Sempre Fazaeli ha raccontato a Businees of Fashion che in Iran si cerca di introdurre illegalmente anche numeri delle riviste Vogue o GQ, perché il controllo della censura sui media è sempre attivo e lo è in special modo su quelli recanti immagini contrarie alle regole religiose, o politiche (o entrambe). Secondo un rapporto di Global Voices Advocacy, un network di blogger e attivisti online, gli account Instagram di Burberry e Gucci sono bloccati, come anche il sito di Vogue, e su quelli non bloccati agisce comunque un “filtro intelligente”.
Finora le uniche aziende ad esser riuscite ad aggirare gli ostacoli burocratici e aprire delle filiali in Iran sono Mango, Benetton ed Escada.
In ogni caso, come in molti sanno, l’Iran è oggi un paese molto più permissivo di quanto lo fosse anni fa e di molti altri paesi musulmani, ancora di più da quando nel 2013 è stato eletto presidente il moderato Hassan Rouhani. I cittadini della classe media sono giovani istruiti e attenti alle tendenze occidentali; molti di loro viaggiano e fanno shopping all’estero, a Istanbul o a Dubai. È comune vedere donne indossare vestiti colorati e abbinati, con copricapo sempre più morbidi e uno stile molto “occidentalizzato”.
Nel 2014 è stata organizzata per la prima volta una settimana della moda di Teheran, riproposta questo giugno, anche se gli uomini non potevano assistere alla maggior parte delle sfilate femminili e queste dovevano essere attenersi a linee guida di sobrietà. Sempre l’anno scorso aveva fatto notizia in tutto il mondo l’account Instagram di The Rich Kids of Tehran, che condivideva sul social network foto della vita lussuosa di giovani ricchi di Teheran, ben diversa dall’immaginario comune in Occidente.
Tutti questi sono sintomi di un interesse per la moda che fa dell’Iran un potenziale mercato interessante per le aziende straniere, a cui si aggiungono le caratteristiche economiche del paese.

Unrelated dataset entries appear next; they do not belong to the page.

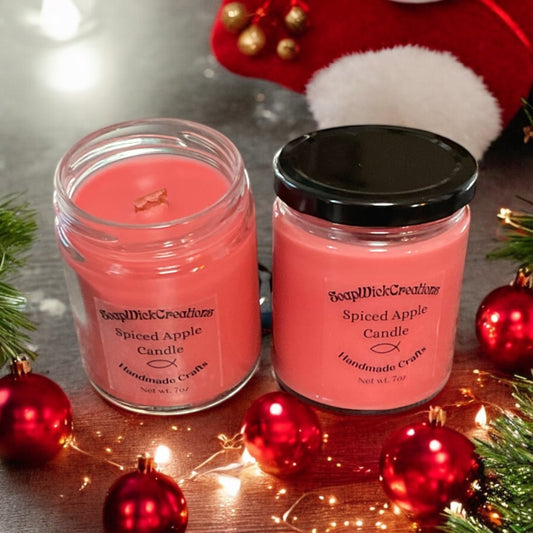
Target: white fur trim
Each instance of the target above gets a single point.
(407, 86)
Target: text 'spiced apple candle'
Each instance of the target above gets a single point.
(156, 223)
(370, 236)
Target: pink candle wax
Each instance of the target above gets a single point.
(162, 272)
(366, 276)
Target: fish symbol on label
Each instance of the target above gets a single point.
(161, 363)
(385, 347)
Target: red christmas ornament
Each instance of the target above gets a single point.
(281, 433)
(35, 416)
(425, 466)
(145, 501)
(504, 325)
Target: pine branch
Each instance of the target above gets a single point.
(517, 237)
(17, 232)
(508, 461)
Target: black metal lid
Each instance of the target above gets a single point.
(375, 175)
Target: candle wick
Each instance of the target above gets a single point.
(151, 200)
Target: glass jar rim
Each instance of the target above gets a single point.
(114, 135)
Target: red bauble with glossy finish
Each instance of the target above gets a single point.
(281, 433)
(426, 466)
(145, 501)
(504, 327)
(35, 417)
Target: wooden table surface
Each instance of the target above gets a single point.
(145, 59)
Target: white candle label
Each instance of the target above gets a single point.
(389, 331)
(160, 355)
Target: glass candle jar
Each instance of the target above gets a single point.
(156, 225)
(370, 230)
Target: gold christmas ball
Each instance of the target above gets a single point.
(234, 16)
(288, 49)
(296, 19)
(251, 40)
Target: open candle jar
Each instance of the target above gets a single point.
(370, 236)
(156, 225)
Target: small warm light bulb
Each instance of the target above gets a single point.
(247, 458)
(230, 484)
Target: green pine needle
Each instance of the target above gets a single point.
(17, 232)
(508, 462)
(517, 238)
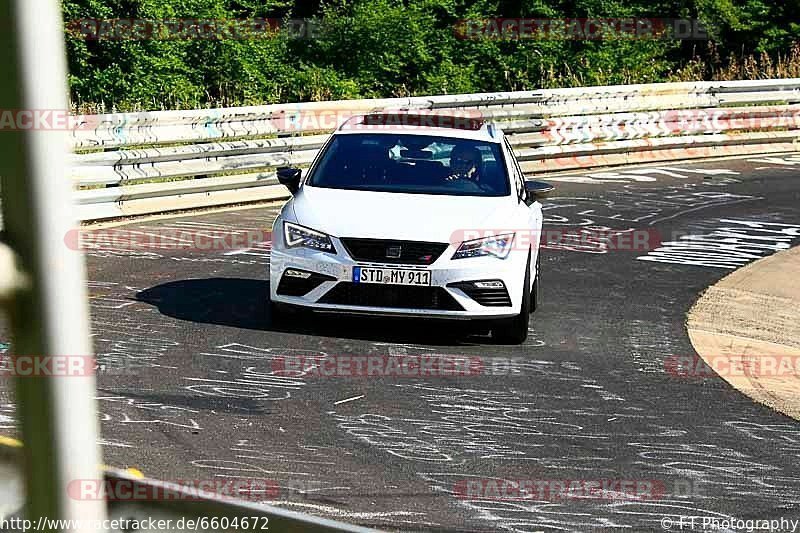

L’Iran ha continuato ad arricchirsi negli anni esportando petrolio con i paesi esclusi dalle sanzioni, come la Cina, e, nonostante le difficoltà causate dalle sanzioni negli anni, è comunque la seconda economia più grande dell’area “Mena” (Medio Oriente e Nord Africa) dopo l’Arabia Saudita, e la seconda nazione più popolata.
Secondo un’analisi di Frontier Strategy Group, che offre consulenza alle aziende sui mercati emergenti, bisognerà aspettare fino all’anno prossimo per sondare l’eventuale apertura delle barriere economiche iraniane, quando ci sarà più chiarezza da parte dell’Agenzia internazionale per l’energia atomica (l’agenzia specializzata delle Nazioni Unite) sul rispetto del patto nucleare da parte dell’Iran.